Today is Good Friday.  Sunny, yes, though it rained during the night. And rain in the night makes the morning even more beautiful.  I have a suspicion there is nothing like an English spring.  I have never seen an Italian spring or a Spanish spring but I have a feeling that they don’t rate so highly.  Ha!  There’s nothing like an English winter either!

It’s Good Friday, so I must go to church.  “I must.  I must.  I must.”  Why is the Christian life a long list of musts?  I find it so difficult to pay attention in church. My mind wanders terribly. During the sermon I study the architecture, especially the ceiling.  I know every foot of that ceiling. Then I evaluate the sermon and find it faulty, in style and in content.  I have written sermons for John Taylor.  Yes, John Taylor who was at Christchurch when I was at Pembroke.  He used to bring me the notes from the lectures.  He is a country vicar now, and he is happy.  A nice parsonage, a pretty garden, and some services on Sunday.  Has he gone through all the doubts that I have gone through?  There he is, established!  His own sermons are wishy washy, yet God will judge his intentions, I suppose, and not the finished article. We must all just do what we can.  There you are.  “We must” again. 
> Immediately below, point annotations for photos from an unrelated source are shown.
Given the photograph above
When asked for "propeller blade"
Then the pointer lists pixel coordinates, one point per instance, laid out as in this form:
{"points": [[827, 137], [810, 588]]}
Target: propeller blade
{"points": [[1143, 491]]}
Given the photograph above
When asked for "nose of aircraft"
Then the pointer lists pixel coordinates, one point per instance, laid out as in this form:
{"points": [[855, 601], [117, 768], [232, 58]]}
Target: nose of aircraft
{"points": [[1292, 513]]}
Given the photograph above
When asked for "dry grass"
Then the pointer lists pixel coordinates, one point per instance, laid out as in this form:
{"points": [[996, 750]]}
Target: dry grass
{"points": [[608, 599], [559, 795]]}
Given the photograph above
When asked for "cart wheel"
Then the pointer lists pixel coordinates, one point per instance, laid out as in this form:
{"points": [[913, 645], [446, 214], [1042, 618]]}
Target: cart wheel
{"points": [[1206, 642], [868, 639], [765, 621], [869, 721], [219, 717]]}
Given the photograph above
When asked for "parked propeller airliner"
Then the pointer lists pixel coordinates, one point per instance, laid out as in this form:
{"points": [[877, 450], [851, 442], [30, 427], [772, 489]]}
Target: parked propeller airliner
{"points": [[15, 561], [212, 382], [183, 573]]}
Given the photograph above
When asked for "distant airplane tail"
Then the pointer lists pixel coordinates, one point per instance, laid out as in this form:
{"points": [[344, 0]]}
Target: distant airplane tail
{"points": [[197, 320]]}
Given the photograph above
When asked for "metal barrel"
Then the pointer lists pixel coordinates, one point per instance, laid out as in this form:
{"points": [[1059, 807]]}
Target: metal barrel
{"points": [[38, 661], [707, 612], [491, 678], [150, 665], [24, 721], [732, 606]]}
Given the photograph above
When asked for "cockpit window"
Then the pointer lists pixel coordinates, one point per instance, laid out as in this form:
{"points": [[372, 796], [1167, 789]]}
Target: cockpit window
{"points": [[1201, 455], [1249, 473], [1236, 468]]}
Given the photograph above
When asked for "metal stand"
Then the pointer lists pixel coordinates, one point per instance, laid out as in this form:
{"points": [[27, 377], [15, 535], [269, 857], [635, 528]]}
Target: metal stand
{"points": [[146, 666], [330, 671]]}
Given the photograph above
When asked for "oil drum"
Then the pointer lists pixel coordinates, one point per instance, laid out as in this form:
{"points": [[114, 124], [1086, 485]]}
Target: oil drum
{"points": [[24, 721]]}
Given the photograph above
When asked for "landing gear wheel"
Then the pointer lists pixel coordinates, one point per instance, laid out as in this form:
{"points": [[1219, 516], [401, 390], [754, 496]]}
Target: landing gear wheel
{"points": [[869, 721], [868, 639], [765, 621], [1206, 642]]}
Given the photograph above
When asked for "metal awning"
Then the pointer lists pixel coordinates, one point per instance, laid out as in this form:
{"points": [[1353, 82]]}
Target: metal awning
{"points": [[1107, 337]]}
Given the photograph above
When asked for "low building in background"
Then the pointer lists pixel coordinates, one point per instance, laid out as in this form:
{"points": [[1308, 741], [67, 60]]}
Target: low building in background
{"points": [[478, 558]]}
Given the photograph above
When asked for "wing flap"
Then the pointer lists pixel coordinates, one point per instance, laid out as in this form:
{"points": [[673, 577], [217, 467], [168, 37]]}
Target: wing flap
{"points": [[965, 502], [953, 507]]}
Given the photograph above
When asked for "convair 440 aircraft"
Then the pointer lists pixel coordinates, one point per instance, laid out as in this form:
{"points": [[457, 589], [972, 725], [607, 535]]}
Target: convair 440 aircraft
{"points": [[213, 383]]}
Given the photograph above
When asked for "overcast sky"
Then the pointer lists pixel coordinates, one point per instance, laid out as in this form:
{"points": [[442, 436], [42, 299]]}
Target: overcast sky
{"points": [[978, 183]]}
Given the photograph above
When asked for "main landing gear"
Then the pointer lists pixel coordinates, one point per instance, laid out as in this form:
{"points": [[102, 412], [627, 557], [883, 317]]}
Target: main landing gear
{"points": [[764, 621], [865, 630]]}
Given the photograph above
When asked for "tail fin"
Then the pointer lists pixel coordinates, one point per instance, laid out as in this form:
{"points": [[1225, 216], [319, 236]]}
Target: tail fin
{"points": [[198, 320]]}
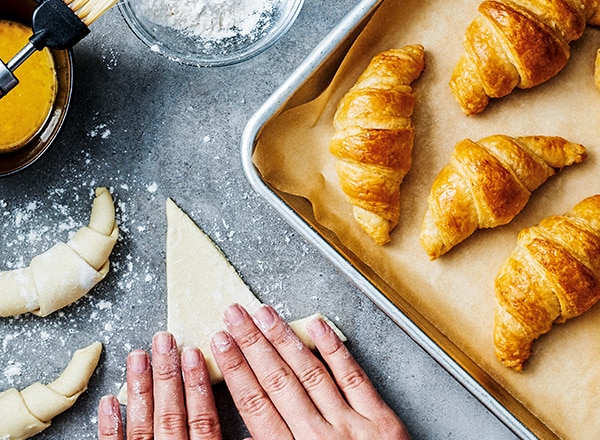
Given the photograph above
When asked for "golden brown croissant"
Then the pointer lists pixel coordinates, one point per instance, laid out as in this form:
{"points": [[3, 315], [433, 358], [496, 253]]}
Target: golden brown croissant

And conscience is no guide! If I did all my conscience told me to do, it would still nag on for more.  And if I did that, it would nag on ad infinitum.  Or it would turn round and reproach me for being too pious.  You can’t win with a nagging conscience.  It’s always one step ahead of you. God grant that when the choices come, I may choose right.

BOSWELL (Shouting from the street below.)  Doctor Johnson!

JOHNSON (Not hearing him.)  To think that people imagine me, the writer of ‘The Rambler’ to be so composed, to have everything resolved!  Yet I know nothing!  Sometimes in the midst of prayer, and I do pray, I feel I am talking to nothing!  Then I feel guilty at having the thought.  But we must admit our thoughts and be honest with them.  Our actions we are accountable for, but our thoughts?

BOSWELL (Shouting again.)  It’s Boswell!

JOHNSON (Carrying on.)  “There’s a divinity that shapes our ends, rough hew them how we will.”  Whatever you are doing, Shakespeare has always had something to say about it.  Whatever occurs to you, you’ll find it already there in Shakespeare.  And better expressed too! We can’t think without words, can we? I don’t think so. And what words Shakespeare used! Whatever vague and cloudy ideas are floating around our heads, he pins them down. We could say that he has the last word! Ha!

But we can’t be here for nothing!  All our effort must be valid.  We can’t just be eating and drinking and getting nowhere. 

But don’t give in to your thoughts, Sam or they will capsize you.  Yes, let us be nautical for a moment!  Come on, Sam, you must keep an even keel!

(There is a knocking at the door.  Johnson opens it.)

Why Bozzy, it’s you!  Don’t knock the door down.  Why didn’t you shout up from the street?  I would have come down!

BOSWELL Why didn’t I… Oh, never mind.  But we will be late for church if we do not leave now.

JOHNSON Yes, let’s get off.  Let’s away to church.  Goodbye Miss Williams.  Goodbye, Levet.

MISS WILLIAMS          (Off) Levet’s out.  Mrs Whatsername’s boy has got pneumonia.

JOHNSON  Levet will do more good on this holy day then any of us will.  Still, each in his own way, each in his own way.  We can’t all be doctors.

BOSWELL Come on, Sir.  We’ll be late!  (He goes.)

JOHNSON  I’m coming, Bozzy.  Oh, these Scotsmen!  No patience!  Why can’t everyone be calm and composed like me?

(He picks up Hodge and, stroking him, puts him on a chair.  Then he goes out.)

 MISS WILIAMS (Shuffling in.)  Now, where’s my sewing?  Off that chair, Hodge!  That’s my chair.  (She moves the cat to the floor.)  Ah, here it is.  Hodge! You’ve been sitting on my sewing all the time! Now, for a quiet hour.